« Il faut dire que nous étions tous ivres et renversés par l'audace les uns des autres. Le garçon nu était sucé par une jeune fille. Simone, debout et retroussée, frottait ses fesses à l'armoire où l'on entendait Marcelle se branler avec un halètement violent. Il arriva soudain une chose folle : un bruit d'eau suivi de l'apparition d'un filet puis d'un ruissellement au bas de la porte du meuble. La malheureuse Marcelle pissait dans son armoire en jouissant. L'éclat de rire ivre qui suivit dégénéra en une débauche de chutes de corps, de jambes et de culs en l'air, de jupes mouillées et de foutre. Les rires se produisaient comme des hoquets involontaires, retardant à peine la ruée vers les culs et les queues. Pourtant on entendit bientôt la triste Marcelle sangloter seule et de plus en plus fort dans cette pissotière de fortune qui lui servait maintenant de prison.» (Georges Bataille, Histoire de l'œil (nouvelle version), Gallimard, coll. Pléiade, p. 10)

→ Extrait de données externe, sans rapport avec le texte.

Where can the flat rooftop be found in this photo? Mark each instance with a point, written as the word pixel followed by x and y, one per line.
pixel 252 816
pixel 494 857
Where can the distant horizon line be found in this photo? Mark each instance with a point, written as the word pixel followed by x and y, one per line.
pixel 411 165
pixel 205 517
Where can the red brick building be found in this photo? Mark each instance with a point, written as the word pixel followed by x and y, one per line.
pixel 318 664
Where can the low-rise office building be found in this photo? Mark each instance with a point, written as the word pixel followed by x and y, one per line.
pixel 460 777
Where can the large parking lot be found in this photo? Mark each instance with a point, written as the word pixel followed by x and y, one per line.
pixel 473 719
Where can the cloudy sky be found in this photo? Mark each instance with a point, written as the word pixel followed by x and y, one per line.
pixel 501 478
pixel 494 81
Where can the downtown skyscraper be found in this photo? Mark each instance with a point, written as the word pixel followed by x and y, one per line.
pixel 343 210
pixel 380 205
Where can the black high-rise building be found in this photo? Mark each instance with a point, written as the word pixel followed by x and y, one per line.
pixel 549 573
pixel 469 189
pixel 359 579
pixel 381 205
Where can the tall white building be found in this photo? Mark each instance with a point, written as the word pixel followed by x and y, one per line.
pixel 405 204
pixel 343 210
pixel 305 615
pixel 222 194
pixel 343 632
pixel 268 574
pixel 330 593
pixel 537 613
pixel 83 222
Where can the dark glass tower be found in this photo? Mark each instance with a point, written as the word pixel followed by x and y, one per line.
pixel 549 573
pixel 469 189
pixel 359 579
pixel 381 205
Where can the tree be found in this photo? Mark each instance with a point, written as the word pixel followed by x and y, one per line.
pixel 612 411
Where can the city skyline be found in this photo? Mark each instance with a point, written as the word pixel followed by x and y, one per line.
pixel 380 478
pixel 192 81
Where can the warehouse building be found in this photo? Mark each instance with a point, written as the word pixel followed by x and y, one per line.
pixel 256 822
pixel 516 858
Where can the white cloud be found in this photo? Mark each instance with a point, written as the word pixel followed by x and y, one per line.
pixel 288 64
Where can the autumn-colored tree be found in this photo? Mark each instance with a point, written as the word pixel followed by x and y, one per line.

Dans normande, il y a norme...
Lorsqu'on a remarqué en page 4, à l'épisode de la cycliste renversée, que les temps verbaux étaient tout mélangés, que la concordance des temps apprise à l'école était bafouée, on sait qu'il sera question de transgressions tous azimuts, et qu'une transgression en cachera parfois une plus grave. Le chapitre 2, « L'armoire normande », narre une petite partouze entre jeunes gens qui finit en gros scandale. Pourtant le titre indique bien que le plus terrible est ce qui nous est caché, le centre de gravité de la scène, Marcelle dans l'armoire. Quand cèdent les derniers freins de la plus pudique, ce n'est pas le scandale public qui est le plus à craindre, c'est l'atteinte à l'intégrité mentale, l'approche de la folie. L'armoire normande, c'est un for intérieur qui s'écroule.

Tel était l'essentiel de la discussion d'hier soir, que je n'arrivais pas à condenser du fait d'un coup de barre avant minuit. Faut dire que le GRAAL avait lieu chez nous, dans l'appartement dit du père de T. (la salle de la MFJ étant réquisitionnée par un ami sartrien). Le cadre intime et les coutumes locales nous amènent des chocolats de Fumie, du vin de Bill et un gâteau au chocolat de Karine — regrettable pour Daniéla enrhumée et François occupé !
Qu'on nous imagine, un bout de gâteau d'un côté, un gobelet de côtes du rhone de l'autre, débattant sérieux comme papes de savoir si les propos des parents étaient ou non disproportionnés...
On a fini sans scandale, T., Laurent, Bill et moi, devant un navarin d'agneau au Saint-Martin, à l'étonnement de Yukie qui nous avait déjà vus tous les deux le midi. C'est que la convivialité est plus rare que la nourriture.

Mon œil !
Aujourd'hui est forcément plus banal. Shinkansen à dormir. Cours à polir — du bon usage du ton dans l'impératif avec les première-année, de ce que la métaphore est affaire de sèmes plus que de mots en doctorat. Recherche d'une photo de liberté aveuglante... que je retrouve dans mes archives de 1998.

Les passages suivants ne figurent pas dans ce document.